鎌倉市議会議長に就任した 前川 綾子さん 浄明寺在住 55歳
「議論のための環境作りを」
○…6月10日に開会した市議会定例会で、議長に選出された。女性議長の誕生は市政初。「プレッシャーはありますが、時代が変わってきたことの表れだと思う。副議長の吉岡和江さん(共産)とも力を合わせて、まずは市民に分かりやすい運営を心掛けたい」と意気込みを語る。
○…二階堂で生まれ育った生粋の鎌倉人。大学卒業後、広告代理店勤務を経て1987年に結婚し、一男一女に恵まれた。長男が小学生の時、鎌倉市PTA連絡協議会の会長を務めた。「実はこの時も初の女性会長でした」と笑うが、これが人生の転機に。働きを見た知人から「女性の目線で教育、子育てに取り組んでほしい」と市議選への出馬を打診された。「それまで普通の主婦で、政治の知識は全くなかった。文字通りのたうちまわって悩みました」。それでも「自分の経験が活かせるなら」と立候補を決意。2005年に初当選を果たし、3期目を迎えた現在まで教師、保護者、子ども、それぞれの立場を思いやる「共育」の実現に力を注いでいる。
○…議員になって以来、「相手に伝わるまで、きちんと話すこと」を心がけてきた。議員提案により成立、今年1月に施行された「議会基本条例」では議員間討議が明記されるなど、議会でも議論のあり方、質を高める取り組みが続く。
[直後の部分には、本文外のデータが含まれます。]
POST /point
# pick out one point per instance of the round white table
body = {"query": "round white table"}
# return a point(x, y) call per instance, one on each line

「立場や信条が違えば、当然意見も違ってくる。異なる意見をぶつけ合いながら、課題に対する答えを見つけられる環境づくりを進めたい」と言葉に力を込める。
○…子どもの頃から「動物や植物が大好き」。特に鳥がお気に入りで、図鑑を眺めては庭を訪れる小鳥たちの名前を覚え、さえずりで種類が分かるようになった。現在も時間があれば、ガーデニングやバードウォッチングを楽しむ。「イライラしている時でも、鳥の鳴き声が聞こえてくると、やっぱり気持ちが和らぎますね」。そう言うと柔らかな微笑みを見せた。